Un éleveur bovin dépressif et alcoolique, surjoué par Benoît Poelvoorde, la mèche collée au front par la sueur, et son père agriculteur, sous-joué par un Depardieu énorme et paresseux, entament un tour de France et une route des vins pour ressouder leurs liens. Un chauffeur de taxi[spoiler] mythomane les conduit.
Chacun est en quête d'amour sans trop le savoir et qui sait si, de rencontres en rencontres, leur virée ne comblera pas leur vide affectif. A vrai dire, on s'en fiche. Déjà la relation filiale entre Depardieu et Poelvoorde ne fonctionne pas, trop artificielle, trop convenue. Et à eux trois, avec le chauffeur joué par Vincent Lacoste, c'est un peu alternativement affreux, sales et méchants, dans un esprit de beauferie qui engendre souvent le malaise.

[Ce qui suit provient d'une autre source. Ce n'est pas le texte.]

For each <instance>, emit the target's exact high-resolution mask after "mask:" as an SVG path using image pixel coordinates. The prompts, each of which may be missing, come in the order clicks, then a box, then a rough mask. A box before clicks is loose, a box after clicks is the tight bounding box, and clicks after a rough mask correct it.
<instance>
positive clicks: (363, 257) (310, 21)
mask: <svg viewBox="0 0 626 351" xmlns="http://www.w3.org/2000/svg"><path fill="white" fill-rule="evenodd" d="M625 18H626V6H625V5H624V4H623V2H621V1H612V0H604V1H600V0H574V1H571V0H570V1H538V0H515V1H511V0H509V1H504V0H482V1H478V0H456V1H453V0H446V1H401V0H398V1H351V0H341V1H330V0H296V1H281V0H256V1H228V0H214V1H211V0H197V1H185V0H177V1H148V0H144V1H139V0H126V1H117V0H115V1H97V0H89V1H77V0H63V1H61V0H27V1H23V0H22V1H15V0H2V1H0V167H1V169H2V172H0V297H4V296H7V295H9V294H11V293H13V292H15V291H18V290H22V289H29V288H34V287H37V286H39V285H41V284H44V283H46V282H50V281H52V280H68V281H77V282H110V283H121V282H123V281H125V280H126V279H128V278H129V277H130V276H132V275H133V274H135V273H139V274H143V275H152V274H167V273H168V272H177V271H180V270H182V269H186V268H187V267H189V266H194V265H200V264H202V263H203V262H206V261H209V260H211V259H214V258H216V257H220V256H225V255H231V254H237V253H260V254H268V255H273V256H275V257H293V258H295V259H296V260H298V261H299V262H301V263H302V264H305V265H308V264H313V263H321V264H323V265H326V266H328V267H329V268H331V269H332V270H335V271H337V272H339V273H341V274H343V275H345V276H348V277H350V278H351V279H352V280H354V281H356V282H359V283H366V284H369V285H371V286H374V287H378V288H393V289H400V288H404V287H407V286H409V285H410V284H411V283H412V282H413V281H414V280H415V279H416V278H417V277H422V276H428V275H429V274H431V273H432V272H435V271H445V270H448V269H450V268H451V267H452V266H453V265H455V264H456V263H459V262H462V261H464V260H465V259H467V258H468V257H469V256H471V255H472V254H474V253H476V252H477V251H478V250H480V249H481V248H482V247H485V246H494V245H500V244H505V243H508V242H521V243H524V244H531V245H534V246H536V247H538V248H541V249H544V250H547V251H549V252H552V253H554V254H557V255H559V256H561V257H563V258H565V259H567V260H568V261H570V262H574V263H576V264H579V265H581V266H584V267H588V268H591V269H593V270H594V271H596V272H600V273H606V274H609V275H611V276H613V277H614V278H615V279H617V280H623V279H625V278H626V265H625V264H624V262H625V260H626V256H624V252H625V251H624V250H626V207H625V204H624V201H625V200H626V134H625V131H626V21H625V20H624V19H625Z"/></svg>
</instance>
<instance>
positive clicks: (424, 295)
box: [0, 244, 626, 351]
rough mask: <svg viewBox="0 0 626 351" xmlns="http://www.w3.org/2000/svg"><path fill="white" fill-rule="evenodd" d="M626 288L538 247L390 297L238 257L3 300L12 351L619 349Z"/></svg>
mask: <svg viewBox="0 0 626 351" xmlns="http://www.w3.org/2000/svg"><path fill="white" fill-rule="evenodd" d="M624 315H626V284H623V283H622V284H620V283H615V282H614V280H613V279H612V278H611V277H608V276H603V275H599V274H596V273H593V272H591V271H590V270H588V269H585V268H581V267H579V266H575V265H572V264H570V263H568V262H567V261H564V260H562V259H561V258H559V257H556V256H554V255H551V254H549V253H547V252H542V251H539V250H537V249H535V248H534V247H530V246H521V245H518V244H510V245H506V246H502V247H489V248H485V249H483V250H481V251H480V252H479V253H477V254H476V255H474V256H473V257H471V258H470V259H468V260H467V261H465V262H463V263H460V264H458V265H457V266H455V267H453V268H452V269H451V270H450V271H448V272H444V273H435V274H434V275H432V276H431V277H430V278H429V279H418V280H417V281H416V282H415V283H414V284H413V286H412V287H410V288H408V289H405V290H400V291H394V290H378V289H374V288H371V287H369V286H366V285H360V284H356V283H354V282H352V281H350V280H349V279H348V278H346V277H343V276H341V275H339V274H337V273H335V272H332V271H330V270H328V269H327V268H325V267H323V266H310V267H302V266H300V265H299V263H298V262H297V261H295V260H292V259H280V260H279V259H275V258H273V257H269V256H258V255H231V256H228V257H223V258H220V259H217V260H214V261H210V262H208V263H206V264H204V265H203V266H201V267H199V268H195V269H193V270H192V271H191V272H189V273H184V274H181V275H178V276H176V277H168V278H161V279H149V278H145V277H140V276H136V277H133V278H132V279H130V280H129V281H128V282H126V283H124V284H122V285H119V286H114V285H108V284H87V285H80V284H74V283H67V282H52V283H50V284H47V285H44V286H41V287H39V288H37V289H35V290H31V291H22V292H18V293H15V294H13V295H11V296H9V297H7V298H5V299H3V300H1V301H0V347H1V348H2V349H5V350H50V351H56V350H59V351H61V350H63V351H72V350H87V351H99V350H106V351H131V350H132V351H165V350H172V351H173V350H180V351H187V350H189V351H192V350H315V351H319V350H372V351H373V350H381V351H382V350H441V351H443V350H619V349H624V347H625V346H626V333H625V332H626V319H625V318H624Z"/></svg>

L'humour incongru des auteurs Délepine et Kervern n'est guère, dans ce film, que vulgaire, et leurs personnages, premiers comme seconds rôles, sont grossièrement caractérisés, communs dans l'humanité comme dans l'exubérance. Rien n'est drôle parce que c'est mal écrit, provocateur ou grinçant avec complaisance. Quant à éprouver de la compassion pour ce trio mal dans sa peau, il ne faut pas y compter parce que le film est dépourvu de sincérité.
La dernière partie de la comédie est la plus médiocre et s'apparente à l'idée finale de "Préparez vos mouchoirs" de Bertrand Blier, sans se fouler.